Strengths and weaknesses
This study was a novel, comprehensive mixed methods evaluation addressing multiple uncertainties surrounding the integration of a physical exercise intervention into the HNC usual care pathway. All study objectives were met. Recruitment took place across two centres, providing rich contextual information. Qualitative findings provided in-depth information on programme refinement and care pathway integration, although it is noteworthy that most patients in the qualitative study self-identified as active, and most completed the intervention. ACTIOHN achieved a range of patient demographics and characteristics. However, this may not fully represent the HNC population, where laryngeal cancer rates are higher, and socio-economic status is lower. Furthermore, there was low representation from ethnic minority groups. No participants had complex airway issues. A full understanding of attrition was compounded by fewer interviews or recorded reasons for decliners and non-completers. As patients were recruited across a range of timepoints across their cancer treatment pathway, a sample size calculation to power a trial was not conducted.
Future research
Several barriers were identified, that could be addressed to expand recruitment, increase retention and adherence, and improve research processes. A high completion rate was achieved for all assessments, although further work is needed to identify the most suitable primary outcome measure. Although all but one patient agreed to participate on the first recruitment approach, there were no signals to indicate whether better outcomes were achieved when the intervention was delivered pre- or post- cancer treatment and requires further investigation. Further input from key stakeholders (patients, relatives, clinicians, service managers, HNC charities and researchers) is required to explore solutions, refine, and co-develop a research protocol ready for a future trial to evaluate effectiveness. Support materials require development e.g. CES training package and its delivery, bespoke patient information. The programme should be tested in a larger number of centres, to study its integration to routine HNC care across the UK, with longer-term follow up.
Conclusions
People with HNC face unique challenges that can make it harder for them to exercise. Evidence taken from exercise oncology research on other cancer sites cannot simply be extrapolated to HNC. This study suggests that ACTIOHN is a feasible and acceptable intervention, but some adjustments are required to improve acceptability, recruitment processes, retention and adherence.

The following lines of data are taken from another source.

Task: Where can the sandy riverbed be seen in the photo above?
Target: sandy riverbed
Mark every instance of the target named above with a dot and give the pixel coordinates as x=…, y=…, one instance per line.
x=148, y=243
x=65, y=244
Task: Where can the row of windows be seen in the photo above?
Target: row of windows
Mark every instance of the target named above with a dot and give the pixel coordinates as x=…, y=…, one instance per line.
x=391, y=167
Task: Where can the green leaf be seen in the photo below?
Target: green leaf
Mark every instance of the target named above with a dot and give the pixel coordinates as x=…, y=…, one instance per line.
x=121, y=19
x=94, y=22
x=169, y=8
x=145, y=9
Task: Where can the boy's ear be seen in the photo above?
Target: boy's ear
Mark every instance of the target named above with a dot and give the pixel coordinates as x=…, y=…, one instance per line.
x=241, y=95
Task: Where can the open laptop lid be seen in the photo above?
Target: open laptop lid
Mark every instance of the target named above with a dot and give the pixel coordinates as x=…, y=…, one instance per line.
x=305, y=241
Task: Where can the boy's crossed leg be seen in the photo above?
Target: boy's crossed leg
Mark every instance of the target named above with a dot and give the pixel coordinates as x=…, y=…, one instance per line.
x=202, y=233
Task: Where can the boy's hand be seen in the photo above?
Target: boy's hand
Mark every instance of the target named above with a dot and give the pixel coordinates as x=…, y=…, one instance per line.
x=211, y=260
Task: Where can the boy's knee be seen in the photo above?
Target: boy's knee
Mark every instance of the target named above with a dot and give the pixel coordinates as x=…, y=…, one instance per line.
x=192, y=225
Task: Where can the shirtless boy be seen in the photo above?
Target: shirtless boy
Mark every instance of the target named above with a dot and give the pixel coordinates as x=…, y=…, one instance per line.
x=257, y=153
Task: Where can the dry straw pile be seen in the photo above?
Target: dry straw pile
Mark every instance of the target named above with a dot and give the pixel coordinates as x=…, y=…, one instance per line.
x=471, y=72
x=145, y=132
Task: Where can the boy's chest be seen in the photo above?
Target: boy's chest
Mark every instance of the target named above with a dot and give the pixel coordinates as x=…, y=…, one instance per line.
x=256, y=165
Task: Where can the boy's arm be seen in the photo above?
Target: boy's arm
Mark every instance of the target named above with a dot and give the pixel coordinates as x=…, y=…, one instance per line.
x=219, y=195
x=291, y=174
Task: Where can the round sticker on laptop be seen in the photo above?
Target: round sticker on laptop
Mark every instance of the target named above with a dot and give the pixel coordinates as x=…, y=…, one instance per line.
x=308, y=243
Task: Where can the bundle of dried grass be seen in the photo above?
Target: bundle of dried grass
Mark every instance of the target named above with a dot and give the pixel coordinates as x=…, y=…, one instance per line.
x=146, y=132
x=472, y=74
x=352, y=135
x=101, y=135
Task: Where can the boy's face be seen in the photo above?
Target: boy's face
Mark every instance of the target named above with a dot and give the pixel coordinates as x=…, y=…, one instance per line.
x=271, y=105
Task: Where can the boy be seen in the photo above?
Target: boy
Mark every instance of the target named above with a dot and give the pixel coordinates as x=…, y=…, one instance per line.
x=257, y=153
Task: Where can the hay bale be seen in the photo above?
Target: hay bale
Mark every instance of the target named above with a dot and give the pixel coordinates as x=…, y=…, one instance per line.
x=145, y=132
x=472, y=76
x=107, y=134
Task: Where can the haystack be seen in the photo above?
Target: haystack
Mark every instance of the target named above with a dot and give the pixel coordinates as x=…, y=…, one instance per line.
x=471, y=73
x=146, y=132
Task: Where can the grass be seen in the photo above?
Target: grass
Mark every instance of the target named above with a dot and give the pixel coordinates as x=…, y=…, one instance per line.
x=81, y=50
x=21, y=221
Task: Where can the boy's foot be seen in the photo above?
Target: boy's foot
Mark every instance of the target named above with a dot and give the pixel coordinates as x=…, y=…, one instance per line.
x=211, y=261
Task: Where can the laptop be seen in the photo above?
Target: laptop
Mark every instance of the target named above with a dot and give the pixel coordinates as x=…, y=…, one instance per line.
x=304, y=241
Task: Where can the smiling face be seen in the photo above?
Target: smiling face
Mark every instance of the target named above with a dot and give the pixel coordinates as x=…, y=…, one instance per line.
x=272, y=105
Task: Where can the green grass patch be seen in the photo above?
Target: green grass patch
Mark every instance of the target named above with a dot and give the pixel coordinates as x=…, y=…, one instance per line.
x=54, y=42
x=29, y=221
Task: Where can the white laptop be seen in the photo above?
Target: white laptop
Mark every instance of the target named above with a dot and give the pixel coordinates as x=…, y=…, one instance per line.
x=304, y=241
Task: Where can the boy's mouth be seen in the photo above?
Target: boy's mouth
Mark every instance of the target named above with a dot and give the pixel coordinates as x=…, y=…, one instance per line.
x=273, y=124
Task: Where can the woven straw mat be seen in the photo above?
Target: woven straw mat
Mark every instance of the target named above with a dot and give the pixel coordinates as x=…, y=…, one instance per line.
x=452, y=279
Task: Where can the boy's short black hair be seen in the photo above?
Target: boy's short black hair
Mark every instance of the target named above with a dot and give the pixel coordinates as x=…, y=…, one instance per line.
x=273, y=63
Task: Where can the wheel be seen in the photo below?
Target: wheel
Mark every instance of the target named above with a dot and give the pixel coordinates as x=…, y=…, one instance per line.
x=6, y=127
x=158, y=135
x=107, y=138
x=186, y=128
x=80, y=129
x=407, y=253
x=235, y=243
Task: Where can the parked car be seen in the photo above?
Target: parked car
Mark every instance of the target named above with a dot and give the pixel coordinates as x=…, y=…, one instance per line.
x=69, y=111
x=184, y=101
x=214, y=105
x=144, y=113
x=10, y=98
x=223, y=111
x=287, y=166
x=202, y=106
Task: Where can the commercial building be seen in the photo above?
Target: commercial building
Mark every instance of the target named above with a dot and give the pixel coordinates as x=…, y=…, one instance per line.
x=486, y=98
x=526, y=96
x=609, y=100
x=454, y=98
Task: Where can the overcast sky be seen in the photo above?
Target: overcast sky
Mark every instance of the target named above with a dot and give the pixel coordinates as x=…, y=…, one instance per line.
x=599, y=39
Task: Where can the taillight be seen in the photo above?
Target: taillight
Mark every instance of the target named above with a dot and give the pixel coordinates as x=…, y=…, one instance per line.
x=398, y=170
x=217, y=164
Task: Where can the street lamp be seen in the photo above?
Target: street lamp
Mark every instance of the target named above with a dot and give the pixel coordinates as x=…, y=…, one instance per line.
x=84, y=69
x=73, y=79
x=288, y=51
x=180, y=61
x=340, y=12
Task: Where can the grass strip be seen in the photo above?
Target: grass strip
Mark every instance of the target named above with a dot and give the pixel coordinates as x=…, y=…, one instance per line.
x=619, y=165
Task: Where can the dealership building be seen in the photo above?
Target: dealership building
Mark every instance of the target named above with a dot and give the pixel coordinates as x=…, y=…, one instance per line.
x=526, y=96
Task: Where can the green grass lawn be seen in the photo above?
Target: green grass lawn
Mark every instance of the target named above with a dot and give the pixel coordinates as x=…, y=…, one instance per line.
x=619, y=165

A personalised, remotely delivered approach was valued by patients. Overall, patients were positive about the programme, for both their physical and mental well-being. As the prescribed focus of this study was feasibility and acceptability, no definitive conclusions can be made regarding the benefit of exercise. However, with refinement of the intervention and trial delivery, we believe that a definitive trial would have the ability to quantify the benefits to patients. Further research is required to evaluate short and long-term effectiveness and cost-effectiveness of, and patient engagement with, personalised exercise for HNC survivors.